Precision drug delivery to the central nervous system using engineered nanoparticles

Development of novel therapies for central nervous system (CNS) disorders has experienced a high failure rate in clinical trials owing to unsatisfactory efficacy and adverse effects. One of the major reasons for limited therapeutic efficacy is the poor penetration of drugs across the blood–brain barrier. Despite the development of multiple drug delivery platforms, the overall drug accumulation in the brain remains sub-optimal. Another critical but overlooked factor is achieving precision delivery to a specific region and cell type in the brain. This specificity is crucial because most neurological disorders exhibit region-specific vulnerabilities. Multiple trials have failed owing to adverse CNS effects induced by nonspecific drug targeting. In this Review, we highlight the key regions and cell types that should be targeted in different CNS diseases. We discuss how physiological barriers and disease-mediated changes in the blood–brain barrier and the overall brain can impact the precision delivery of therapeutics via the systemic route. We then perform a systematic analysis of the current state-of-the-art approaches developed to overcome these barriers and achieve precision targeting at different levels.
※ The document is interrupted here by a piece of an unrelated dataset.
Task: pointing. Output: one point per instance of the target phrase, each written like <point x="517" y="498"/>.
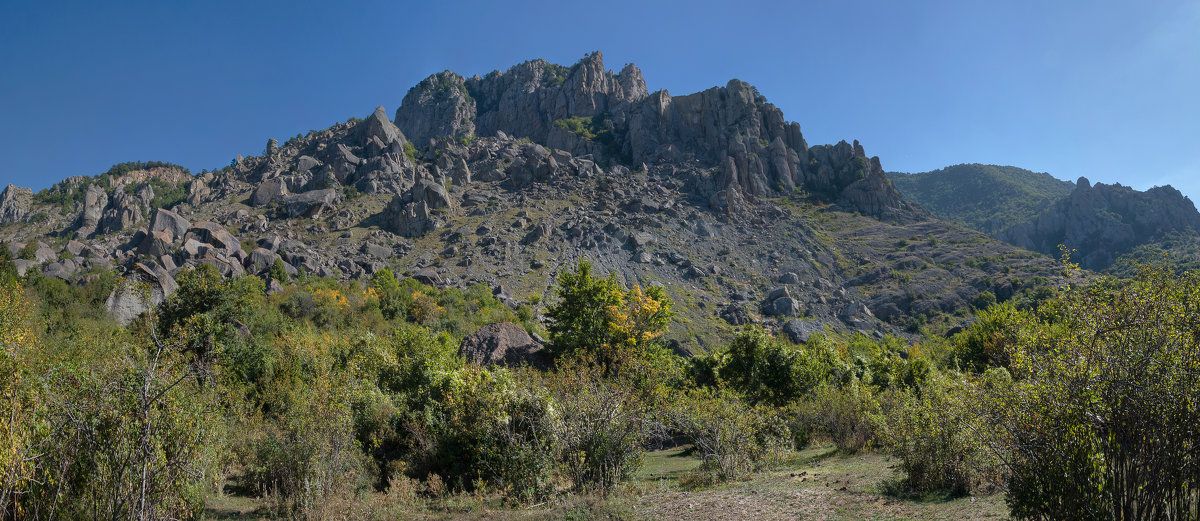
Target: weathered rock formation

Finally, we discuss potential approaches to accelerate the development of precision delivery systems and outline the challenges and future research directions. The development of therapeutics for central nervous system disorders suffers from high failure rates owing to poor blood–brain barrier penetration and lack of targeted delivery. This Review discusses how nanoparticles can help to overcome these challenges to enable precision targeting of the brain for different central nervous system diseases.